Among pregnant women living with HIV, women with an unintended pregnancy were less likely to be on antiretroviral therapy before initiating prenatal care and were less likely to be virally suppressed at the time of delivery.
美国约有一半的妊娠是意外妊娠;感染 HIV 的女性意外妊娠的可能性甚至更高。意外妊娠的女性通常比计划妊娠的女性有更差的产科结局,尽管在美国感染 HIV 的女性意外妊娠与结局的关系尚不清楚。
本研究旨在确定在一家专业产科诊所就诊的 HIV 感染者中,妊娠的计划性是否与分娩时母婴病毒抑制的实现有关,而母婴病毒抑制是预防 HIV 围产期传播的关键组成部分。
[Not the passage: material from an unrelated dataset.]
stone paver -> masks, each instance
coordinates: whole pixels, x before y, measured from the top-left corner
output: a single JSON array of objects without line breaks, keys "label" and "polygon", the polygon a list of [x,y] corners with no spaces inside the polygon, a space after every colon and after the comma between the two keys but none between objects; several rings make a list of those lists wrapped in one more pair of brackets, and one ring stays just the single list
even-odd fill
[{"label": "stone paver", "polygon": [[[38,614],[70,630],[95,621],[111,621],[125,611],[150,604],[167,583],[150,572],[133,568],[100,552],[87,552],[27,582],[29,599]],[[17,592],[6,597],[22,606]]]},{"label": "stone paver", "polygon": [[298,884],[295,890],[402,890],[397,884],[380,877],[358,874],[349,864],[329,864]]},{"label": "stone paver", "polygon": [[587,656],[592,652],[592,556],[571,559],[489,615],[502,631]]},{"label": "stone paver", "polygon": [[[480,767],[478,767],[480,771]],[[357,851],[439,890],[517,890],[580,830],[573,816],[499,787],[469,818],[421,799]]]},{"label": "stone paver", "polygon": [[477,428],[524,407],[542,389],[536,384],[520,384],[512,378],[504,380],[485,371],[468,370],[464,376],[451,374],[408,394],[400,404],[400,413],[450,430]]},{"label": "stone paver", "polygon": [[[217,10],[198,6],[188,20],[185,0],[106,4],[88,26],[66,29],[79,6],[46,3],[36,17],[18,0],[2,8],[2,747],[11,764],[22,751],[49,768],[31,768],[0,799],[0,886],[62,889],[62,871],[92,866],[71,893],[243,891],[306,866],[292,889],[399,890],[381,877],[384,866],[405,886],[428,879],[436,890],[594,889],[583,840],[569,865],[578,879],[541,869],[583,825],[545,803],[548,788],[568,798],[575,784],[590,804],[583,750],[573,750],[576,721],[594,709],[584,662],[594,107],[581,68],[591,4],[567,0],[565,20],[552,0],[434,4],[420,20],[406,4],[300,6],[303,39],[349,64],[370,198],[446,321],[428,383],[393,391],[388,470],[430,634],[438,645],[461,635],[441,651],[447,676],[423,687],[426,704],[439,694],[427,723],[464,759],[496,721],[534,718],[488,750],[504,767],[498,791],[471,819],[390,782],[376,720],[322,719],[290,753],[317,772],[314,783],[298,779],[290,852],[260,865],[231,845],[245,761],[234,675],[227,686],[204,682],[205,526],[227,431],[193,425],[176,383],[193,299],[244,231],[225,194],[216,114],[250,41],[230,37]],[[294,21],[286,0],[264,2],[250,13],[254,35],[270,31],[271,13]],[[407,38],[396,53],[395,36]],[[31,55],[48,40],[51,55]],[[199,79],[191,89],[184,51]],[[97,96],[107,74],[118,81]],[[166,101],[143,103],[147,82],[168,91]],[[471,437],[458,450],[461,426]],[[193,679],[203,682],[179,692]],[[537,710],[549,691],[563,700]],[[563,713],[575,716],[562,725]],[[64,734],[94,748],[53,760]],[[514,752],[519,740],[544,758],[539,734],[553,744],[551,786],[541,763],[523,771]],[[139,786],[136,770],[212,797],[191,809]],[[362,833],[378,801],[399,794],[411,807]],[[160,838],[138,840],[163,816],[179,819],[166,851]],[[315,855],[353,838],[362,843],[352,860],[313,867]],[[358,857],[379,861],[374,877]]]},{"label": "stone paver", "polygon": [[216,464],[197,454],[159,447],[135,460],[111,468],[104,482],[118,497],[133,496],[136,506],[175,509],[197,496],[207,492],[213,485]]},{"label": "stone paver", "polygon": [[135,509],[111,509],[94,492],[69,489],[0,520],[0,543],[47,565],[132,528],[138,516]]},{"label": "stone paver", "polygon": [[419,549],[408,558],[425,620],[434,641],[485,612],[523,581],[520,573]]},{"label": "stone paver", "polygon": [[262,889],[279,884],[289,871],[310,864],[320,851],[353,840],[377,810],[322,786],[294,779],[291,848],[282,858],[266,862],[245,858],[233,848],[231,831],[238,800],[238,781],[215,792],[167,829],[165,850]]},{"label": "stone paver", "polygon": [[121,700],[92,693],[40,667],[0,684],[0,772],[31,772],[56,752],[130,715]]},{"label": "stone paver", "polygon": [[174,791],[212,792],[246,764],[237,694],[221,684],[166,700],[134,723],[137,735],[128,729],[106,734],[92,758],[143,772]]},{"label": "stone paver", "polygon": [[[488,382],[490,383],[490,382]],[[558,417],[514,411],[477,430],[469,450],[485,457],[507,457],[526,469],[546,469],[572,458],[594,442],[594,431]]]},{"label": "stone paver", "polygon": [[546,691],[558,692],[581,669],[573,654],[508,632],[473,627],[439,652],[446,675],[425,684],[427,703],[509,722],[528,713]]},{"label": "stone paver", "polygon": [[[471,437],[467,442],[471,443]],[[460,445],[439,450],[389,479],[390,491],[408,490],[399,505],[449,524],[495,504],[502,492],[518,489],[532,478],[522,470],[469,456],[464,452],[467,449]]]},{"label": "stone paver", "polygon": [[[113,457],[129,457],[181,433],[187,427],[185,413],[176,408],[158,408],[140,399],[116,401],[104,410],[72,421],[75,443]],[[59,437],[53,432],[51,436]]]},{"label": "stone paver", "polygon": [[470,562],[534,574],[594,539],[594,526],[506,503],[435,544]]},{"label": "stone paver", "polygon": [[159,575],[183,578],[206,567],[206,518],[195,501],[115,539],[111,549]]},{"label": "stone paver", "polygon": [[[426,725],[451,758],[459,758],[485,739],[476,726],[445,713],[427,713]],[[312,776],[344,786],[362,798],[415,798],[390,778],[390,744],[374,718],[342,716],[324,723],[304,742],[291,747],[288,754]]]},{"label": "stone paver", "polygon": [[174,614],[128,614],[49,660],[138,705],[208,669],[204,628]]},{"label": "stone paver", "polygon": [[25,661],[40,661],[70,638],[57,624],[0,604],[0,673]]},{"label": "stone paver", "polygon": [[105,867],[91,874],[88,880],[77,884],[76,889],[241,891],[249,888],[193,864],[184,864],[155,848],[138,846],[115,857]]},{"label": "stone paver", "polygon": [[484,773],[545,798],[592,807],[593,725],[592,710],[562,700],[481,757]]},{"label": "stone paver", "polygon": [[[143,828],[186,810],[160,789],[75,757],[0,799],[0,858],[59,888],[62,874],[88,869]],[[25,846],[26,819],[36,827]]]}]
这是一项回顾性队列研究,纳入了在单一三级中心接受产前护理并分娩活产婴儿的 HIV 感染者(2007-2014 年)。在常规临床护理中询问女性是否计划本次妊娠。在首次就诊时表示妊娠时机不合适或不期望妊娠的女性被确定为意外妊娠。当 HIV RNA 病毒载量<20 拷贝/mL 时,女性被认为病毒抑制。我们研究了妊娠的计划性是否与分娩时病毒载量是否不可检测有关。我们还确定了意外妊娠的女性在开始产前护理时接受抗逆转录病毒治疗的可能性是否更低。Wilcoxon 秩和检验和卡方检验用于双变量分析,logistic 和线性回归用于多变量分析。
在符合纳入标准的 215 名女性中,有 201 名(93.5%)有完整的妊娠计划数据。在这 201 名女性中,有 137 名(68.2%)有意外妊娠。意外妊娠与分娩时病毒抑制的可能性较低相关(计划妊娠的女性中有 95.3%在分娩时病毒抑制,而无计划妊娠的女性中有 76.6%;调整后的比值比,0.22;95%可信区间,0.05-0.89,在调整了潜在混杂因素后)。在这项研究中,48.9%的意外妊娠女性在妊娠后期(孕早期后)才开始接受产前护理,而计划妊娠的女性只有 21.9%(P<.001)。意外妊娠的女性在开始产前护理前接受抗逆转录病毒治疗的可能性也较低(意外妊娠的女性中有 20.4%,而计划妊娠的女性中有 50.0%;调整后的比值比,0.35;95%可信区间,0.15-0.81;P<.001)。
在感染 HIV 的孕妇中,意外妊娠的女性在开始产前护理前接受抗逆转录病毒治疗的可能性较低,在分娩时病毒抑制的可能性也较低。